A obra, que posteriormente ganhou
duas adaptações para o cinema, revela as habilidades do autor, com
suas múltiplas qualidades literárias além de uma estrutura
bastante original: o autor explora uma mistura de estilos
cinematográficos que se inicia num estilo tipicamente europeu, com a
exposição de questões psíquicas e eróticas; tornando-se depois
um drama, quando o professor vai morar em New Hampshire, uma cidade
periférica sem muito atrativo - até se ver arrebatado pela pequena
Dolores; posteriormente a obra vai adquirindo aspectos de um road
movie, quando o
protagonista, em uma longa viagem de carro pelos Estados Unidos, dá
início ao romance proibido, momento esse em que ganha espaço,
também, o enigma de um perseguidor misterioso e; termina com uma
espécie de drama policial, num estilo de film
noir.
A própria situação do
protagonista, enquanto narra sua história, já consiste em um
poderoso recurso literário, bastante original, de que o autor se
serve: Humbert está em corte, sendo julgado e é nesse momento em
que toda a trama se desenvolve: no narrar de suas memórias; o
julgamento exerce o papel de uma cena suporte em que o protagonista,
que é o réu, deve narrar os fatos, criminosos, aos jurados,
encontrando oportunidade de rememorar, não sem um misto de êxtase e
culpa, os capítulos que ele mesmo considera os mais sublimes de sua
vida, como indicam as seguintes passagens:
“O horror atroz, incrível,
insuportável e provavelmente eterno que ora sinto, era apenas uma
pequena mancha preta no azul de minha felicidade”

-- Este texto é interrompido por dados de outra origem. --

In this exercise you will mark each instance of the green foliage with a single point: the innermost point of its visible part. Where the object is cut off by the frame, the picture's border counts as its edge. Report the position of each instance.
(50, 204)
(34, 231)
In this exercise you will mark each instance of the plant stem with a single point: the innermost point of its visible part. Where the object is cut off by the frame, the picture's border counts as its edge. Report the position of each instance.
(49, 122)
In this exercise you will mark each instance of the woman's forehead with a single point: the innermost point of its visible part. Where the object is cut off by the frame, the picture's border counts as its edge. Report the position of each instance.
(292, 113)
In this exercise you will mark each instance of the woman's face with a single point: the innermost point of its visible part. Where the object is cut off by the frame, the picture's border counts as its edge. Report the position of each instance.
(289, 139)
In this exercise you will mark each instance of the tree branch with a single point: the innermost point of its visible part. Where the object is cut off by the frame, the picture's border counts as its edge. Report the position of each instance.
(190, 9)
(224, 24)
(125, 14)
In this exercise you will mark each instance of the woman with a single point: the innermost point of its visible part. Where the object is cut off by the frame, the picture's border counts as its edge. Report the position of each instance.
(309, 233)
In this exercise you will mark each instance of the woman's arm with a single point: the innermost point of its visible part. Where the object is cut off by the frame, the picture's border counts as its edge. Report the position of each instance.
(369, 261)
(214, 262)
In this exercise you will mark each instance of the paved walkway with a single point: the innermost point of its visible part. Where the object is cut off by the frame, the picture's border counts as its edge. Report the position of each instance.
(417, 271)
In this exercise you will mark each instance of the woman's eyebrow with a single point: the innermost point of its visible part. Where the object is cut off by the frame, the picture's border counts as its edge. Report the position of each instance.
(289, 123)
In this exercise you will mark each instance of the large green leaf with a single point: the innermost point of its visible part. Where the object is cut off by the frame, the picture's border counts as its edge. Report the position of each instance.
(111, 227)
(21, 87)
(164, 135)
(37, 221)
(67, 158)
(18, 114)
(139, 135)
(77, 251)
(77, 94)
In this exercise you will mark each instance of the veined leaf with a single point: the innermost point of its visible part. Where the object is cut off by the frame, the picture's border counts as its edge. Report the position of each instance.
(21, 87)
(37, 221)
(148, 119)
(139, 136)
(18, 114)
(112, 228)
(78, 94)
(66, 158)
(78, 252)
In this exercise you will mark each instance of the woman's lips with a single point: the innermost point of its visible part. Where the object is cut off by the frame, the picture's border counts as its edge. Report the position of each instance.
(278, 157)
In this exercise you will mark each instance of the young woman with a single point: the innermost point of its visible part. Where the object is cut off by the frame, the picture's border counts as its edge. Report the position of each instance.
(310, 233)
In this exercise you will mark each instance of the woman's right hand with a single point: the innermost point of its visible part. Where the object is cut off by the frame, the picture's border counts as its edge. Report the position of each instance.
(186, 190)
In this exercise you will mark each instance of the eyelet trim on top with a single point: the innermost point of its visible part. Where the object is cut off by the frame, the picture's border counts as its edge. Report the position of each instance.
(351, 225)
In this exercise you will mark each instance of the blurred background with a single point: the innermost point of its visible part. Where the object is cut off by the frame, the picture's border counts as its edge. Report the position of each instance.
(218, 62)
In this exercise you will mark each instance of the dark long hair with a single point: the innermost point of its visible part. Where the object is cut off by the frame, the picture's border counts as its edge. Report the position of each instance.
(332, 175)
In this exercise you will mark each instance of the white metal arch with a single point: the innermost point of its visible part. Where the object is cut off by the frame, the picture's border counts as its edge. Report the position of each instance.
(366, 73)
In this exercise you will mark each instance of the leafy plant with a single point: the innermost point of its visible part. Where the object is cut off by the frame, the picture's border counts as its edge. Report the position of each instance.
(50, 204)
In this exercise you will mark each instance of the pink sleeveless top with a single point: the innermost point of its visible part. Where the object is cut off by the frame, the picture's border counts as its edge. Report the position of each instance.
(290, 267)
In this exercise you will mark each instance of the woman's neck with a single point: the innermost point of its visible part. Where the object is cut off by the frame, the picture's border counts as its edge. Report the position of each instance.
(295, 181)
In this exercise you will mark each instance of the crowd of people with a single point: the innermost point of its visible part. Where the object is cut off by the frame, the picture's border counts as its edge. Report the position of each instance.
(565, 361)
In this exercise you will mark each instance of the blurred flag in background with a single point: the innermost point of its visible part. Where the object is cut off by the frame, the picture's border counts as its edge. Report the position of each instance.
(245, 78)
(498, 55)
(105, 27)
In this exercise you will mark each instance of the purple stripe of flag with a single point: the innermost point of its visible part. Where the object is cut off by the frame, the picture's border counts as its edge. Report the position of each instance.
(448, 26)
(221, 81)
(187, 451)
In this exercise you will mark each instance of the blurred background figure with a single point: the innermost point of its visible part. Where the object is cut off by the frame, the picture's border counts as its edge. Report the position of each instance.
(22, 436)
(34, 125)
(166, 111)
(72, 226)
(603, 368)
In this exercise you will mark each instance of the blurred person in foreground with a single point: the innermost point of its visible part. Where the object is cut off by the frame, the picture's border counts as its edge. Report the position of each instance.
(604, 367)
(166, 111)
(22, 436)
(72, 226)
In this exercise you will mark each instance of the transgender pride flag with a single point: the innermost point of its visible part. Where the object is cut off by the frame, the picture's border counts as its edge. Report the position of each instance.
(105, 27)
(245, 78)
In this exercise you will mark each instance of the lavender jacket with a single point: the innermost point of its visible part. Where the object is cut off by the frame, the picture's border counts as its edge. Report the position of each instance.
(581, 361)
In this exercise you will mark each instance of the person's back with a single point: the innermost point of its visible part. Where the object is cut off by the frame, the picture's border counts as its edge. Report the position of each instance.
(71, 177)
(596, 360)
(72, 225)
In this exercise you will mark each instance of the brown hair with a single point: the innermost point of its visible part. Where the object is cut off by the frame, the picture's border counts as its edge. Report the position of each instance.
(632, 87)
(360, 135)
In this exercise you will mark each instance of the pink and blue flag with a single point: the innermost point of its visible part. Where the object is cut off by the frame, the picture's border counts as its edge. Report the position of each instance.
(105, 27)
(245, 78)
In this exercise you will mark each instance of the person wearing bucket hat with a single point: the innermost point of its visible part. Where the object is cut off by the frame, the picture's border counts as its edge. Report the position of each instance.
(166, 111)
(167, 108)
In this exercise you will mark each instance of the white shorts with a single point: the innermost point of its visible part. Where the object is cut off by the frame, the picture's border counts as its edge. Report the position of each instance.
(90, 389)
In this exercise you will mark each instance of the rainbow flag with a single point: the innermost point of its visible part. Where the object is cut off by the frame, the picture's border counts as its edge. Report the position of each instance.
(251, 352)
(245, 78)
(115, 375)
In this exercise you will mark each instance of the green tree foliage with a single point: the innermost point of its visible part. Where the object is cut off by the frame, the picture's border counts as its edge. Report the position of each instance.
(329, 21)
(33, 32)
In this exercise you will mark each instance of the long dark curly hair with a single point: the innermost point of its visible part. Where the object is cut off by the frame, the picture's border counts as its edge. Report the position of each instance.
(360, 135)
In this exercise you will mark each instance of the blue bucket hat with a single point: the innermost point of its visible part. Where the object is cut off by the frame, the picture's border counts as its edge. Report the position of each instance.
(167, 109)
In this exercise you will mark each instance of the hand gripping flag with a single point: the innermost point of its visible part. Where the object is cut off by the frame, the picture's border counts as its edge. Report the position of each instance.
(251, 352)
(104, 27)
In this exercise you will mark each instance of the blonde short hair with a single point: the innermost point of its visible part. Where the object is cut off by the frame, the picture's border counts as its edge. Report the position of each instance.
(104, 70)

“Estou tentando descrever essas
coisas não para revivê-las na infinita miséria que é hoje minha
vida, mas para separar a dose de inferno e a dose de céu que existem
naquele mundo estranho, terrível, enlouquecedor, que é o amor por
uma ninfeta. A bestialidade e a beleza se encontram num determinado
ponto – e é essa fronteira que eu desejo fixar, mas sinto que meu
esforço é totalmente vão”.
Ironicamente, o réu tende a
conquistar certa simpatia do leitor exatamente por não tentá-lo
convencer. Sem nenhuma expectativa de ser compreendido, ele explica o
mundo próprio, de leis próprias e indiferente, que era a paixão
vertiginosa que ele nutria por Lolita: “...insisto
em provar que não sou, nem nunca fui, e não poderia ser jamais, um
crápula brutal. As pacíficas e sonhadoras regiões pelas quais
rastejei são o patrimônio de poetas e não o valhacouto de
criminosos”.
Abrigando-se sob as asas dos poetas, com a “verdade” estranha e,
ao mesmo tempo, popular, de que o amor está numa dimensão à parte
(embora, no seu caso, isso se mostre bastante discutível), Nabokov
faz com que o leitor se deixe seduzir, lentamente, pela subjetividade
do réu.
O arremate fundamental do autor é
nos apresentar um réu convicto de ter sido, não o sedutor, mas o
seduzido. Isso nos traz um conflito, dos mais perturbadores: “...às
seis ela estava acordada e por volta das seis e quinze éramos
tecnicamente amantes. Senhores do juri, vou contar-lhes algo muito
estranho: foi ela quem me seduziu”.
O amor que Humbert nos confessa nos
confunde, trazendo momentos que se mesclam de um total repúdio e uma
estranha simpatia, que chega a nos causar culpa; é com uma incômoda
surpresa que nos flagramos simpáticos à paixão nociva de Humbert,
dado o seu poder de nos convencer a respeito da legitimidade, não de
suas ações, mas de seus sentimentos, a partir dos quais, os
desdobramentos, esses sim serão sempre passíveis de julgamento. Não
obstante, Humbert nos coloca ainda mais um conflito de consciência,
ao informar que a pequena “ninfeta”, como ele mesmo gosta de
chamá-la, tomara as iniciativas, fatais, conforme a última passagem
citada.
O autor nos ganha pelas curvas da
sensibilidade; ainda que se trate de um crime atroz, ele consegue
colocar a paixão num patamar mais elevado do que propriamente o
crime que ela representou. E deixemos claro: para o réu, o fato é
lido como um crime pelas leis, mas não por Lolita. Trata-se de um
trabalho admirável, o de nos revelar a força da subjetividade
exposta, fazendo-nos pensar sobre o alcance das leis privadas, que
residem em cada história particular.
As passagens de Lolita nos deixam
nas mãos esse problema: um conflito no que tange a inevitabilidade
das coisas, o arrebatamento amoroso e sua fatalidade inegáveis. Nos
força a acompanhar, mesmo com aversão, toda a ambiguidade do caso
apresentado: o encantamento e a sordidez de uma paixão tão
ultrajante quanto legítima – pondo-nos a prova, ao colocar, com
suas linhas despudoradas, mas sempre bem organizadas e lúcidas, a
seguinte questão: afinal, o que é legítimo nessa dimensão?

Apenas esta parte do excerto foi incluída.